You'd think someone would've done this before, but not really. Coming up with the TAMi number involved combining the reports of several different measurement systems: Nielsen for TV, Omniture for Web and mobile, and Rentrak for video on demand. Metrics for the different platforms are often calculated and described differently; it's not easy to tie audience numbers together in a way that makes sense.

One of the things NBC hoped to gain from the new tool was evidence of how the various platforms work together — if they do — to drive viewership across the board. Another report by IAG Research also looked at the effectiveness of advertisements that run during Olympics coverage, claiming significant increases in brand and message recall over normal prime-time programming. Although most of its $1 billion in ad inventory was sold prior to the start of the Olympics, NBC wanted to show advertisers that their money was well-spent. With the 2010 Vancouver winter games around the corner, the 2008 TAMi and IAG data should prove valuable. (It had better; NBC paid $894 million for 2008 Olympics broadcast rights and $1.18 billion for London in 2012.)

Here are some of the TAMi findings released by NBC:

• Web and mobile viewers pushed average daily audience from about 89 million for TV and video on demand alone to 96 million. The Web attracted 6.6 percent of all traffic; mobile less than 1 percent.

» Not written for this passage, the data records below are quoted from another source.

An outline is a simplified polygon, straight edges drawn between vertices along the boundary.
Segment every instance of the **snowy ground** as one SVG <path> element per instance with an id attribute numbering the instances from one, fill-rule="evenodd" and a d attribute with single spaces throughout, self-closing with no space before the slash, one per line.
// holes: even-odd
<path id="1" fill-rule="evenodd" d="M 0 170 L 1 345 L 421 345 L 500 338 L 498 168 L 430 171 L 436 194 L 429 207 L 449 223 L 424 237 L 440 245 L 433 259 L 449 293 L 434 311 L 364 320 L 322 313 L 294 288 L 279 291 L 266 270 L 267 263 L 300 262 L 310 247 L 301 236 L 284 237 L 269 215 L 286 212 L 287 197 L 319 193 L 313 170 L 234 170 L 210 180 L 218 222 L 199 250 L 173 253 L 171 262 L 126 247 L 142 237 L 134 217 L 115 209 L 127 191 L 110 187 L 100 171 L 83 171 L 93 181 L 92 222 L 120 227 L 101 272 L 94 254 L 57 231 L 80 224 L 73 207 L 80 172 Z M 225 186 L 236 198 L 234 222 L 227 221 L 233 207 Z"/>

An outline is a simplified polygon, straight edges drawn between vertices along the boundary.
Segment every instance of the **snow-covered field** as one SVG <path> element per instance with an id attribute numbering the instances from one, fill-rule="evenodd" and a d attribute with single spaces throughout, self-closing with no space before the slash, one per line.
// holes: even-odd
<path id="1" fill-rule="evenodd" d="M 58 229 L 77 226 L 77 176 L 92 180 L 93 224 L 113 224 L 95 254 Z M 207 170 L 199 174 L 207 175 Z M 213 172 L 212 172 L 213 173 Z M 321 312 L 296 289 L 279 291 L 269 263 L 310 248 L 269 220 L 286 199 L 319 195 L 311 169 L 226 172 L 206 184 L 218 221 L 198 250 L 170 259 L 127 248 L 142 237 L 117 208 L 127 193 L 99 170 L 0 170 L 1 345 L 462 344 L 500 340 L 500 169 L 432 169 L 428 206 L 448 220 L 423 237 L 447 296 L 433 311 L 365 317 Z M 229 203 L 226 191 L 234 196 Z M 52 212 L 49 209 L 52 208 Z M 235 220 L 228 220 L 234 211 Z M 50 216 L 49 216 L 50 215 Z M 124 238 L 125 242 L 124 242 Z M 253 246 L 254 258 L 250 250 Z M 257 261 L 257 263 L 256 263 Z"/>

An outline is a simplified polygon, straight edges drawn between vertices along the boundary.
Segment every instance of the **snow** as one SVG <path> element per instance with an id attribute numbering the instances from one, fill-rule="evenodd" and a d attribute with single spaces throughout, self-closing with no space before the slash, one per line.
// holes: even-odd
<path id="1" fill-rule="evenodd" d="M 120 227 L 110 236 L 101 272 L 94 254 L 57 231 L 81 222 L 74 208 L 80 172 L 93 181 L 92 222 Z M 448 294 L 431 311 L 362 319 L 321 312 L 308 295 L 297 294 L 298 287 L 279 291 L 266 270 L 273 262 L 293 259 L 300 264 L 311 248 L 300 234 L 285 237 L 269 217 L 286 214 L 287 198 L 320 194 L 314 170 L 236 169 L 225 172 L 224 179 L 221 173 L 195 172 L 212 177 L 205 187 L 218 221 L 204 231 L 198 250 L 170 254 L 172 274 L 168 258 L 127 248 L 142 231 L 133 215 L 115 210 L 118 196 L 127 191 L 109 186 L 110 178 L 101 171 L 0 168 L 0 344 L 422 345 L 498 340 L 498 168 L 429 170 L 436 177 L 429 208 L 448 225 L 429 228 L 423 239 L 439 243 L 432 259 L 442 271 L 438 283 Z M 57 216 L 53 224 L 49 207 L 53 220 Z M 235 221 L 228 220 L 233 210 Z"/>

• 75.5 million video streams were downloaded from NBCOlympics.com, compared with a combined 10.8 million for the 2004 Athens summer games and 2006 Torino winter games.

• NBC declared the Beijing Olympics the most-viewed event in TV history, with 214 million viewers across the 17 days of coverage. Eighty-six percent of U.S. households tuned in.

There are many ways to read this data, all of them pretty good for NBC: Record-breaking Web traffic on one hand, fantastic TV ratings on the other. NBC Universal research president Alan Wurtzel announced to the media that television was still "the mothership" and that multiplatform offerings throughout the day were helping to drive interest in Olympic content on TV.

Fox asserts that TV viewing played an even greater role than mere audience numbers suggest, according to TVWeek. Tallying the time spent watching video on each platform, Fox maintained that 99.7 percent of actual viewing time was given to television.

Fair enough. But it would be a gigantic, bury-your-head-in-the-sand mistake to come away with a belief that traditional media are as strong as ever, or might rebound from these tough times. The Olympics are primed for TV in every way: They are a communal event of major national interest, featuring content that does not lend itself to snackable, small-screen viewing. (Except for short clips of finish-line moments or when there's no TV nearby; 75.5 million streams are nothing to sneeze at.) You'll see the same overwhelming preference for TV around the Super Bowl, dramatic breaking news and highly-rated entertainment programs. That stuff will yield strong audience and advertising numbers for years to come.

On the other hand, when it comes to sports scores, weather updates, community information, daily news and viral video, and of course social activities, you'll see a much stronger shift toward Web and mobile. Those are the areas where TV's grip is slipping, particularly with younger audiences.

NBC plans to extend TAMi to news, sports and entertainment programming this fall. That might provide better insight into why and when people choose one platform over another, and how the platforms are used together. There's nothing stopping any media outlet from integrating its various audience reports into a simple matrix that tells a spin-free story.

While not exactly a fair contest between old and new media, NBC's Beijing experience was a moment in the sun for traditional media companies that don't see a clear path to success on the Internet. It shows us what television can be, when all of the elements are right. Moving forward, this approach should also give us guidance when the deck is stacked the other way.